I am jointly hosted by the labs of Lisa Hall (Chemical Engineering and Biotechnology) and Jim Haseloff (Plant Science) as an interdisciplinary fellow part funded through OpenPlant. My background training is as a physicist, with a specific emphasis on optics and microfabrication. I undertook a PhD in Macquarie University (Sydney, Australia) where I developed microphotonic circuits using a 3D laser printing technique. My postdoctoral research continued in Toshiba’s Cambridge Research Labs where I worked on advanced manufacturing techniques for semiconductor quantum dots.
As a part of OpenPlant I am passionate about using optical analytical tools to study the production of secondary metabolites in specialised plant tissues. Specifically, the oil bodies of the Liverwort, Marchantia polymorpha, are potentially rich reservoirs of bio-active compounds. Using Raman microscopy, a label-free, non-destructive spectroscopy technique it is possible to study metabolic processes in real-time.
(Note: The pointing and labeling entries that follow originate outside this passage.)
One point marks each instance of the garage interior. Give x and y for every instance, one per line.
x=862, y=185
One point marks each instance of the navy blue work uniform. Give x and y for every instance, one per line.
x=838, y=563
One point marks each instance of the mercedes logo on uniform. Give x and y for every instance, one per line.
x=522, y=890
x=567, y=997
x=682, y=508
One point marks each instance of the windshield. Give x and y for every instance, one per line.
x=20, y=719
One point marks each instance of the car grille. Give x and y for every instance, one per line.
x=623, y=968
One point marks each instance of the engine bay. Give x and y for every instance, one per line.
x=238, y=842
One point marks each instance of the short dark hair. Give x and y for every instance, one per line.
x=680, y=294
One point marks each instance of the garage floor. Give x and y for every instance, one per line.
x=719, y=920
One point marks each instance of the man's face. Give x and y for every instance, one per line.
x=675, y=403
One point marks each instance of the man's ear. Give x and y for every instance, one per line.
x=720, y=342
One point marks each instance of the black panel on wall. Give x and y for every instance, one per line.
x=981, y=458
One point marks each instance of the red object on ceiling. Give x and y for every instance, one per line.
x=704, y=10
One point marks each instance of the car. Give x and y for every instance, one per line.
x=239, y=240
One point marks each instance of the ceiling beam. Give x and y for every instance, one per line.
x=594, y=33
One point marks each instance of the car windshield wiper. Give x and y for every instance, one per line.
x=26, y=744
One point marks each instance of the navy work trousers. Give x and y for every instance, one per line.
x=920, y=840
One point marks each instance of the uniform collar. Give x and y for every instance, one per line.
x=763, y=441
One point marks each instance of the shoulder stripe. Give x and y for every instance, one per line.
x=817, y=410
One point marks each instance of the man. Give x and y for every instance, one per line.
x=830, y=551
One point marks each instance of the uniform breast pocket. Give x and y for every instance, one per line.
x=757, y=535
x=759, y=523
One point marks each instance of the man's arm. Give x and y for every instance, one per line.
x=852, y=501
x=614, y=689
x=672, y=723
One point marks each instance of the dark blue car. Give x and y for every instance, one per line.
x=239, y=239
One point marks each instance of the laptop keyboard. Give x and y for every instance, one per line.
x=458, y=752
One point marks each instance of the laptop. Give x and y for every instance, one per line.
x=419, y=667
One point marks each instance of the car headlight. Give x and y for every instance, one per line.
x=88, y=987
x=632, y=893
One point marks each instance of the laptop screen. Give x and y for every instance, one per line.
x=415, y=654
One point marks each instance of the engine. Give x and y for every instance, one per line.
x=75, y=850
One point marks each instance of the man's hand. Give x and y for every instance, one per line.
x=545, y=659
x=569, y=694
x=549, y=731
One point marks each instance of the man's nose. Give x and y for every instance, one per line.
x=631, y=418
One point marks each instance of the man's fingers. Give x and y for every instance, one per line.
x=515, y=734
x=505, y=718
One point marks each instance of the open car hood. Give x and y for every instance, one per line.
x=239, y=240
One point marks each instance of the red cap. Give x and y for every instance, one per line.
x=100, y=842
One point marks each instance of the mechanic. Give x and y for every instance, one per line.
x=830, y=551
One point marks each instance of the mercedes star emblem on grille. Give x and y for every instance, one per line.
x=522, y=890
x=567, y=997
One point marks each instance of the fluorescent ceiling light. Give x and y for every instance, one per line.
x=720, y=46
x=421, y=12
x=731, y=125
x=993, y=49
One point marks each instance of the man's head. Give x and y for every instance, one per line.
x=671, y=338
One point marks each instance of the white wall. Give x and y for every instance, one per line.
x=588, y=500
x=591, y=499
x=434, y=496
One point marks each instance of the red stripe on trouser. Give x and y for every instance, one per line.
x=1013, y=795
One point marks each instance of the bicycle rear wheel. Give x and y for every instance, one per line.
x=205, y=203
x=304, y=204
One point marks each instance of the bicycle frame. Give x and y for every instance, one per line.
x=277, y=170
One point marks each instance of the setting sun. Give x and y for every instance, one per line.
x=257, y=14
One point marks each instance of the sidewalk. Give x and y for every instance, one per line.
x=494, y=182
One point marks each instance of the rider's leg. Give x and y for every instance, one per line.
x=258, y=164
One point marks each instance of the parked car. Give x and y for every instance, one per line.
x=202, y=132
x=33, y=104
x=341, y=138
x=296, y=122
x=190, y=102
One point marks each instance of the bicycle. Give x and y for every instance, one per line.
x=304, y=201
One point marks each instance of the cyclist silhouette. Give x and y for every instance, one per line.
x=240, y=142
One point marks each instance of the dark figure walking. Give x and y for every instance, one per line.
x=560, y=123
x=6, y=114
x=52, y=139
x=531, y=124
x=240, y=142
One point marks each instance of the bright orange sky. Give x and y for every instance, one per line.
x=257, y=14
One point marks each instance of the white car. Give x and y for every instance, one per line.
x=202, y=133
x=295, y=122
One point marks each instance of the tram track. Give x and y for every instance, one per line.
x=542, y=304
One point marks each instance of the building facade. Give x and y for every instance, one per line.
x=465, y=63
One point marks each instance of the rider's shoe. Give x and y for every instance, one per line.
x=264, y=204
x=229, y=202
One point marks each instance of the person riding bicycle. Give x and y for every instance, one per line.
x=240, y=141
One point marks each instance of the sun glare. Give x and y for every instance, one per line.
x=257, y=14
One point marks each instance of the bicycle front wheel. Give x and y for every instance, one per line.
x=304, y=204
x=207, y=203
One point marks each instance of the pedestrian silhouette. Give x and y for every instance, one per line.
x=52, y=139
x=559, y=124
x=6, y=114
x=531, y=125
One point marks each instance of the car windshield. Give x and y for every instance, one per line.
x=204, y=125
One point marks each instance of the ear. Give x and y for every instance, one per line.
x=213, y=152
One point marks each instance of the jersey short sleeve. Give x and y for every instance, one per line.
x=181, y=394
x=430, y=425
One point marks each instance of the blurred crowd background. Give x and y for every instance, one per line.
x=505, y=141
As this is non-destructive it can be performed in situ and therefore both spatial and temporal information can be obtained. My hope is to correlate this data with information available using other approaches such as Matrix Assisted Laser Deposition Ionisation Mass Spectroscopy (MALDI), Gas Chromatography Mass Spectrometry (GC-MS), fluorescence microscopy and other high resolution analytical approaches. In future this could be then adapted to studies of transgenic plant species as an additional tool to study metabolic pathways. Additional model species can also be explored, for instance Nicotiana benthamiana, and potentially crop plants. I am keen to engage with teams operating in the area of natural product chemistry, metabolic engineering or teams focused on alternative analytical approaches.
Photo: Prototype microfluidic rapid 3D printed circuit fabricated during the Bio-Hackathon.
Working with the Cambridge University Technology and Enterprise club (CUTEC), I organised the UK’s first Bio-Hackathon, hosted in the Department of Plant Science (Cambridge) during the week of 21-25 June 2016. This was possible with thanks, in part, to a grant provided by the University of Cambridge Synthetic Biology Strategic Research Initiative. This event brought together a diverse interdisciplinary group of 50 participants from across the UK and the world. Teams focused on “bioware” by incorporating hardware, software and wet lab tools. One team developed a 3D printed microfluidic prototyping tool, another built a comparison software tool for DNA synthesis pricing. The winning team built a tool called “Alpha-Brick” which is a drag and drop tool for assembling bio-bricks and plugs directly into Transcriptic (a cloud laboratory) allowing immediate order of an assembled part.